The Truth About Sous Vide

Sous vide cooking was, once upon a time, something only practiced by experimental chefs in fancy restaurants, but then sometime in the '00s it went mainstream (via Cook's Illustrated). Next thing you know, sous vide egg bites were available on every Starbucks menu, and everybody and their brother was blabbering on about how they'd just sous vide'd their entire Thanksgiving dinner, pumpkin pie and all.

In case you missed out on the whole sous vide revolution, sous vide is the practice of cooking food by sealing it (tightly!) in plastic bags, then submerging it in temperature-controlled water and leaving it there for an inordinately long time — Bon Appetit reports that a 12-ounce steak takes about two hours to cook via the sous vide method. Kind of like using a slow cooker, only the food itself never comes in contact with the water or the heating element. 

Some have derided sous vide cooking as "boil in a bag," but enthusiasts point out that the water used for sous vide cooking is hot, but never boiling, and somehow this transforms things from lowbrow to gourmet.

Is sous vide cooking expensive or dangerous?

While sous vide translates from the French as "under vacuum," Chef Steps points out that it isn't necessary to purchase an expensive vacuum sealer, since in most cases Ziploc bags will work just fine as long as you can get all of the air out. They also suggest that you can experiment with sous vide cooking without investing in a dedicated sous vide machine as long as you have a thermometer and the patience to monitor the water temperature yourself.

Some concerned cooks have expressed fear that sous-vide temperatures won't be sufficient to kill the bacteria that can cause food poisoning, but Cuisine Solutions indicates that the combination of the vacuum seal and the cooking temperature is sufficient to allow for full pasteurization — so, yeah, a lot safer than a gimmicky kitchen hack like cooking fish in the dishwasher. Cuisine Solutions also explains that sous-vide pouches are made from food-safe plastic, and Chef Steps offers the additional reassurance that most Ziploc food storage bags are also free from plastics containing harmful chemicals.
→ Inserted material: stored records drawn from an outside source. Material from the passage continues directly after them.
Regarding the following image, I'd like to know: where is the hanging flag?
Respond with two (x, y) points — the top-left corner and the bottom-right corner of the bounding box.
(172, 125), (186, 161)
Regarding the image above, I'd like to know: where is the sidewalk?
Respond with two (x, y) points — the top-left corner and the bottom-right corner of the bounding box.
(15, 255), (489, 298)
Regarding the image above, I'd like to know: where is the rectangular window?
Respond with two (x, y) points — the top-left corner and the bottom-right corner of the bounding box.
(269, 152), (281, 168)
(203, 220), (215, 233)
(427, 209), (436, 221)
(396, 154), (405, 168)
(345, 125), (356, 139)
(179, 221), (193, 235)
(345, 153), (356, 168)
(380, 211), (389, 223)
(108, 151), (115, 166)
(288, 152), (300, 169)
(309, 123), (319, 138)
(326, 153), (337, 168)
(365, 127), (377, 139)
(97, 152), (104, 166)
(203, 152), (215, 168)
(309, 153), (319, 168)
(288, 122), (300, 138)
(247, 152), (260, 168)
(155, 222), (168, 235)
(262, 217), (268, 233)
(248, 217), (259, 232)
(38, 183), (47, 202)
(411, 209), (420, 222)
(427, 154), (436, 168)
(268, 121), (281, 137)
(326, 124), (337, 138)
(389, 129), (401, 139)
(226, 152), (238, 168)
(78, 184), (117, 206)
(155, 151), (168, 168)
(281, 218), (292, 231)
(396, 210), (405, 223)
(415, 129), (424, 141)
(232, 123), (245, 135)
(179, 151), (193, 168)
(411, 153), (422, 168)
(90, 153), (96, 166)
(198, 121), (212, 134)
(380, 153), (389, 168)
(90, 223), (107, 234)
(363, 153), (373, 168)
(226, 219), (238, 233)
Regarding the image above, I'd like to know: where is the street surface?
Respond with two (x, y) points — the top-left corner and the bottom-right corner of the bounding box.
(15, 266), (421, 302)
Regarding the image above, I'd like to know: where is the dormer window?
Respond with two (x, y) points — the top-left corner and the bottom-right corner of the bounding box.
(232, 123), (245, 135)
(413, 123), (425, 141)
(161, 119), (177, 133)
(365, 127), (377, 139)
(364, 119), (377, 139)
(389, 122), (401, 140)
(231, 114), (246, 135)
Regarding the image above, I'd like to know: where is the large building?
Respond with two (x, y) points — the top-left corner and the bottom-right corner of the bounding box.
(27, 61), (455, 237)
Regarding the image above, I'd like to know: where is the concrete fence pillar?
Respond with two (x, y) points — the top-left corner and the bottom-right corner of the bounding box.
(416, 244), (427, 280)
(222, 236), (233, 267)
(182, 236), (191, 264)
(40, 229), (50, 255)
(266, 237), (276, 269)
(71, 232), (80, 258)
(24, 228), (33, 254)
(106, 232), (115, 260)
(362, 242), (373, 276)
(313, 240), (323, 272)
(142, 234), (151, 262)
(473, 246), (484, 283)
Is sous vide the only cooking technique you'll ever need?

Sous vide is definitely having a moment, and a quick Google search will turn up people claiming to have sous vide'd everything from cocktails to cakes and even pies. Search a little further, though, and you'll turn up an equal number of sous vide disappointments and just plain fails.

Sous vide cooking isn't always perfect, and it isn't for every cook. Digital Trends mentions some of the common pitfalls: sous vide can render meat fat rubbery, punctured pouches can be a big problem, and sous vide cooking is undoubtedly slow... and yes, it is still possible for sous vide food to come out overdone. The sous vide method may not become your go-to food prep technique, but it can be fun to experiment with. Who knows, sous vide may just end up being another tool in your culinary arsenal.